19-09-00 Sergei Grigoryev, the vice president of Transneft, announced earlier this month that his company had decided to dissolve the company set up to carry out the Baltic Pipeline System (BPS) project. That company, also known as BPS, had been set up as a fully-owned subsidiary of the Upper Volga Pipeline (VMN) company, which is itself a fully-owned subsidiary of Transneft, Grigoryev noted.
Now, he said, VMN will absorb and liquidate BPS and establish a special department for the oil transport project. That department will in turn be dissolved once Transneft sets up a special subsidiary to handle the BPS project, Grigoryev stated.
He did not offer any explanation for the decision to dismantle the BPS company. However, Russian press sources offered two possible explanations. They said the move might have been prompted by the government's allegations that Transneft has misused the proceeds of a special tariff introduced to fund the BPS project. Moscow has reportedly lost $ 2 mm as a result of Transneft's mistakes, they said.
The press sources also noted that Leningrad regional officials believe that organised criminal elements were interested in gaining an interest in the BPS project. The BPS company may have been liquidated in order to prevent criminals from taking over the project, they said.

The Russian government began planning the BPS project several years ago and in 1996 signed an agreement with domestic and foreign partners on building the line.
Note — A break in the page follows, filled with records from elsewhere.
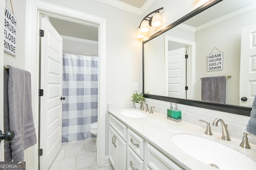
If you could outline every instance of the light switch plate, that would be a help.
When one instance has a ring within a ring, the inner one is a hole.
[[[133,90],[134,91],[138,90],[138,83],[133,83]]]

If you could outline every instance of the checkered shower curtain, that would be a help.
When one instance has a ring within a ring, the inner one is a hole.
[[[95,137],[98,118],[98,57],[63,54],[62,142]]]

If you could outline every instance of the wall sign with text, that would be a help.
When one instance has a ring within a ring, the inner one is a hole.
[[[17,19],[6,6],[4,14],[4,51],[16,56]]]
[[[223,63],[223,52],[210,54],[207,56],[207,71],[221,70]]]

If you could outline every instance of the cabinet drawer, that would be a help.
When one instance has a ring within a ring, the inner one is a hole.
[[[126,126],[110,114],[109,115],[109,125],[124,141],[126,142],[127,137]]]
[[[130,128],[128,128],[128,145],[142,159],[144,160],[144,139]]]
[[[149,143],[146,147],[147,169],[154,170],[183,170]]]
[[[128,170],[143,170],[144,169],[144,161],[140,159],[129,146],[128,146],[127,149],[126,163]]]

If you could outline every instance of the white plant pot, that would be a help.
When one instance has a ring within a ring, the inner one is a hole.
[[[136,109],[140,109],[141,107],[141,104],[139,103],[134,103],[134,105],[135,105],[135,107]]]

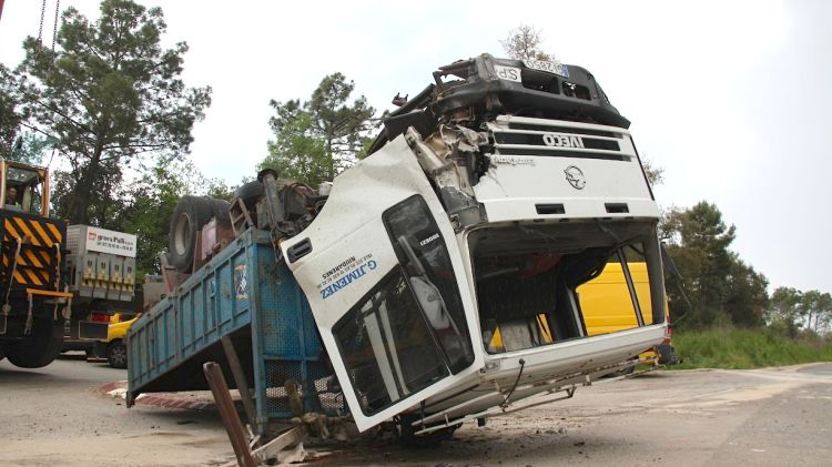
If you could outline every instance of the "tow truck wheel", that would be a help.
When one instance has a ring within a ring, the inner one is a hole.
[[[106,363],[113,368],[128,367],[128,347],[122,341],[115,341],[106,347]]]
[[[34,319],[32,335],[22,341],[3,344],[3,351],[14,366],[21,368],[40,368],[52,363],[63,346],[63,326],[55,333],[52,319]]]

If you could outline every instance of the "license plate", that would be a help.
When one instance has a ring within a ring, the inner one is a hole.
[[[546,60],[524,60],[522,64],[526,65],[526,68],[530,68],[532,70],[545,71],[547,73],[555,73],[564,78],[569,78],[569,69],[567,68],[567,65],[560,62],[549,62]]]

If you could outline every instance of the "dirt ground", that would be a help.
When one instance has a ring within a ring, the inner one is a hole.
[[[215,466],[234,459],[216,412],[124,407],[100,394],[123,370],[0,362],[2,466]],[[405,448],[389,436],[305,446],[312,466],[829,465],[832,364],[656,372],[568,400],[464,425]]]

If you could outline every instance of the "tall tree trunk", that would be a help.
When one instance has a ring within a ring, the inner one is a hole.
[[[90,223],[89,206],[92,201],[92,187],[98,182],[97,179],[102,152],[103,143],[99,140],[99,142],[95,143],[92,158],[90,158],[90,163],[83,170],[81,176],[75,181],[74,190],[72,190],[72,207],[69,212],[69,221],[72,224]]]

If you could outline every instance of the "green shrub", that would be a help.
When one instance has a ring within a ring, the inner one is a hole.
[[[768,328],[719,327],[673,333],[682,363],[672,369],[758,368],[832,362],[832,339],[814,334],[788,337]]]

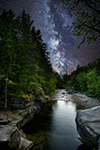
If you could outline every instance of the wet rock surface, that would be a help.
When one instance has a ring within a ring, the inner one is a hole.
[[[100,150],[100,106],[78,110],[76,123],[83,143]]]
[[[0,150],[28,150],[33,142],[26,139],[20,128],[33,119],[34,114],[41,110],[43,102],[30,101],[22,110],[0,111]]]
[[[71,92],[72,94],[63,89],[57,90],[53,99],[71,101],[76,104],[78,110],[76,115],[77,131],[82,142],[100,150],[100,100]]]

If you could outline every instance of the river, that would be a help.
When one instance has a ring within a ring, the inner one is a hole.
[[[65,90],[57,91],[52,99],[23,128],[27,138],[35,143],[32,150],[91,150],[79,140],[77,108],[68,101]]]

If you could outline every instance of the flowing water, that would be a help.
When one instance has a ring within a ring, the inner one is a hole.
[[[68,102],[64,92],[59,90],[23,128],[27,138],[35,143],[32,150],[90,150],[79,140],[75,123],[77,108]]]

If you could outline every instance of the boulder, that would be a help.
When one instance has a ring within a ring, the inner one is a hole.
[[[76,124],[83,143],[100,150],[100,106],[78,110]]]
[[[12,149],[18,149],[20,133],[16,125],[0,125],[0,143],[9,145]]]
[[[22,137],[22,133],[15,124],[0,125],[0,150],[4,150],[4,145],[5,150],[9,148],[14,150],[28,150],[33,146],[33,142]]]

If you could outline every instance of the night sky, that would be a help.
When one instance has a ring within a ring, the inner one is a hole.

The deal was signed by Transneft, two Russian companies (KomiTEK, now owned by LUKoil, and Rosneft), the Russian-Belarussian company Slavneft and five foreign firms (British Gas, Conoco and Williams of the United States, Neste of Finland and Total of France). Earlier this year, however, the project was turned over to Transneft.
The BPS project will be carried out in two stages. Work on the first stage of the BPS began on March 31 with the construction of new pipeline from Kharyaga to Kirishi (via Usinsk, Ukhta and Yaroslavl) and from Kirishi to Primorsk. These pipelines will be able to carry 12 mm tpy of crude oil.
Some 450 km of new pipe will have to be laid along the route from Kharyaga to Primorsk and another 175 km of existing pipe restored. This stage of the project will cost around $ 460 mm and is due to be completed in 18 months. These pipelines will complement several of the lines already in place.
Transneft has already agreed to let some existing pipelines -- the Usinsk-Ukhta-Yaroslavl-Kirishi line as well as new lines from Kharyaga to Usinsk and from Kirishi to the Gulf of Finland -- serve as part of the BPS. The second stage will entail expanding the capacity of the whole 2,700 km network of pipelines from 12 mm tpy to 30 mm tpy. This is expected to cost $ 2 bn. Transneft has said it expects the BPS partners to complete the first phase by the end of 2000. It has not said when the second phase might be finished.

Plans for the BPS were drawn up with the goal of providing a new export route for oil extracted in the Russian Far North, but Transneft managers believe the network could reach even further. Transneft has said that BPS pipelines could be used to transport oil from western Siberia and the Ural-Volga region as well as the Timan-Pechora basin.
The network could even be connected to other pipes and carry oil from Kazakhstan and other CIS countries, it said. Oil producers in both Russia and Kazakhstan have already committed to exporting some of their output through the system.